Ziegler snorted. “Cool it with the geek stuff. And while we’re at it, why don’t you get into the 21st century and use an iPad?”

“Because I’m neither hip enough nor rich enough to use anything from Apple,” I explained. “Now, what about your tarballs?”

“You mean President Obama’s tarballs down in the Gulf of Mexico?” Ziegler responded.

In Colorado, I said, “we should build big reservoirs on Eastern Slope rivers at the state lines.”

Ziegler sounded perplexed, so I explained.

“Colorado works very hard to meet its water obligations to downstream states,” I pointed out. “We even move a lot of water from the Western Slope to the east. And what have they done with the precious water that flows out in the North and South Platte, the Republican, the Arkansas and the Rio Grande? They let it flow into the Gulf of Mexico where it gets fouled with crude oil and chemical dispersants. If they can’t take any better care of it, we shouldn’t let them have it.”

Ziegler harrumphed. “Quit being so parochial and think bigger than your remote chunk of fly-over territory. Whose fault is this environmental catastrophe?”

“Yours and mine,” I responded. “I buy gasoline and plastics and other stuff made from petroleum, and so do you. If we didn’t buy it, nobody would drill for it, and we wouldn’t have these problems. We wouldn’t be fighting in Iraq, either.”

Ziegler sounded exasperated. “Doesn’t it bother you that President Obama has appeared so cool and detached about this?”

“Well, sure, I’d enjoy a passionate Huey Long-style rant about Big Oil’s greed-driven callous disregard for the shrimpers and fishermen, the ma-and-pa tourist enterprises on the Gulf coast, with some gruesome descriptions of the sufferings of birds and sea turtles enveloped in toxic slime. But that’s not Obama’s style.”

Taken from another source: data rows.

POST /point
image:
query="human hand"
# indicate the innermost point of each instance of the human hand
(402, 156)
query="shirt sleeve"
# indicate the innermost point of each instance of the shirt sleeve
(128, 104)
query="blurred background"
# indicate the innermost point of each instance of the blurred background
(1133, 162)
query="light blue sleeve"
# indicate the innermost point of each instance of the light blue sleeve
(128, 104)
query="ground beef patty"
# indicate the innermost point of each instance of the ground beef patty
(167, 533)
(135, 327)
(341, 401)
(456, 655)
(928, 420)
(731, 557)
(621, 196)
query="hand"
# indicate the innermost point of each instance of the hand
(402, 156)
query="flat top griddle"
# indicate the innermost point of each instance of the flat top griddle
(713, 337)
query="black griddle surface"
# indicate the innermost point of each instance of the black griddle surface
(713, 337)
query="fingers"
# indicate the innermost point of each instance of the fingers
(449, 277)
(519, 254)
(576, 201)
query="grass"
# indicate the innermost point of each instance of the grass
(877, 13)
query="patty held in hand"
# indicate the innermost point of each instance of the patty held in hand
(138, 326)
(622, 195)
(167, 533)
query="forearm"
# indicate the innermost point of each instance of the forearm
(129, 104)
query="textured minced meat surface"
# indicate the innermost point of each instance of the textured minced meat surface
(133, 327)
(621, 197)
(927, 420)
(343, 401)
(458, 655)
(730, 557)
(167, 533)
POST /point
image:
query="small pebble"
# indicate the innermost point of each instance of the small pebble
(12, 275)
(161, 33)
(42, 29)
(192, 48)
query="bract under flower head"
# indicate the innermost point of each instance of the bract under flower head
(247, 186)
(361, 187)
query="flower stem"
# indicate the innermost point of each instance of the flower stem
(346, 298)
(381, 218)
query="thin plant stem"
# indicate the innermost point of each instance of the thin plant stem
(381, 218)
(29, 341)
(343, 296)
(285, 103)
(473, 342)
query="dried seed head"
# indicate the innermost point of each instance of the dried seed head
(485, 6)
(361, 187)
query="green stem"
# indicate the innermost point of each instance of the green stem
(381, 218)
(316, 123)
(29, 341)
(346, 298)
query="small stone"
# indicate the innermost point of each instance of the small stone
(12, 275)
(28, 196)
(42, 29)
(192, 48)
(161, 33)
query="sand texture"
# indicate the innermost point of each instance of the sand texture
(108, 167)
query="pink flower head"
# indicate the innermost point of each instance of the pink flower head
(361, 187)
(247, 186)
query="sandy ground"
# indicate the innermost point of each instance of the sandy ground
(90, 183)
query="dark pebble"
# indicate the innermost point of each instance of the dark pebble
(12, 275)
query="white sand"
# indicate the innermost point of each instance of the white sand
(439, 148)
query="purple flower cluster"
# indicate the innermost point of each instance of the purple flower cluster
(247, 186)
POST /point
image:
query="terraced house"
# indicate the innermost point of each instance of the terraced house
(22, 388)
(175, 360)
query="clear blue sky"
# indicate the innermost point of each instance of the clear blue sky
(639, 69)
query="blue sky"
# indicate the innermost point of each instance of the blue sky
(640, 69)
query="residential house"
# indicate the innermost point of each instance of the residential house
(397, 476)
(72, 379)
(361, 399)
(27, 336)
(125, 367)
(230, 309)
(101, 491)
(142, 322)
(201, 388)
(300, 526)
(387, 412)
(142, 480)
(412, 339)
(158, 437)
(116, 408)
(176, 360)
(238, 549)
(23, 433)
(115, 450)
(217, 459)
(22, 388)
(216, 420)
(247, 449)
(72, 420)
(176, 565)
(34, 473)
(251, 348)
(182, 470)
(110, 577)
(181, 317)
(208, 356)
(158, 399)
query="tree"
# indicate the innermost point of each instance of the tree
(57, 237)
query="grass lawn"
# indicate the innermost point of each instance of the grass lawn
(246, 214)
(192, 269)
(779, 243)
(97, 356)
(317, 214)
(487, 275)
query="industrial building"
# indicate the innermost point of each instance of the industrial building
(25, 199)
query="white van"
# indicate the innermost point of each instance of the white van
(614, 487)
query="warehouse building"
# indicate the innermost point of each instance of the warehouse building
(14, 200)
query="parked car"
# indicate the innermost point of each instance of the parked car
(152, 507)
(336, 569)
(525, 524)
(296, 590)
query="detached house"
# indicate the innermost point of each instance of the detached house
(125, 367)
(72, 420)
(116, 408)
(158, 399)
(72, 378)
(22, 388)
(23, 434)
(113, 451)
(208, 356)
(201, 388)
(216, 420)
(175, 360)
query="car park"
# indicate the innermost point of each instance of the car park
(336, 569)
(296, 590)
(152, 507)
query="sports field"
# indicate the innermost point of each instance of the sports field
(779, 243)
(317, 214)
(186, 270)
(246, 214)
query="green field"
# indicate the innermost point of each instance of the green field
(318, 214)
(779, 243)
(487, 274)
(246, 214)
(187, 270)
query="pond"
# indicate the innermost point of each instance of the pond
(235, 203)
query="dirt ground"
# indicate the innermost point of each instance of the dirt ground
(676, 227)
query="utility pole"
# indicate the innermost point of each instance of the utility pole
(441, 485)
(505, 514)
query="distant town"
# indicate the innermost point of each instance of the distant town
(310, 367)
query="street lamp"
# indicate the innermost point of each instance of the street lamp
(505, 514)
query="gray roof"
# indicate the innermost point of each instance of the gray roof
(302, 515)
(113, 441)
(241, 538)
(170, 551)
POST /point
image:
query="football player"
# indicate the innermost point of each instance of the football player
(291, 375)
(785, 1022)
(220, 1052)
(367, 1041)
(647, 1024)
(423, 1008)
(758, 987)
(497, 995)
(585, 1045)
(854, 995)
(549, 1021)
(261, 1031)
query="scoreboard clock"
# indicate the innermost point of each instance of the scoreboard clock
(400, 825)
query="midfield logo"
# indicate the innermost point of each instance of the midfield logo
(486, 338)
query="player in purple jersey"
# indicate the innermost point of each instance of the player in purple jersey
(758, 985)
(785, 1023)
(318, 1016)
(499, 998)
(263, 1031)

“Finally, you’re getting it,” Ziegler said. “See how this is all Obama’s fault? He wasn’t prepared when the Deepwater Horizon blew up on April 22 and the oil started pouring two days later.”

I conceded that Ziegler was right about that. “But suppose he’d anticipated that such a catastrophe could happen, and imposed a moratorium on deep-water drilling until better recovery means could be developed. Then you and your ‘drill baby drill’ crowd would have crucified him for dithering when America desperately needed to develop more domestic energy.”

“But the rig didn’t start drilling until last October,” Ziegler said. “So if he had imposed the moratorium when he was sworn in, the Gulf would be fine.”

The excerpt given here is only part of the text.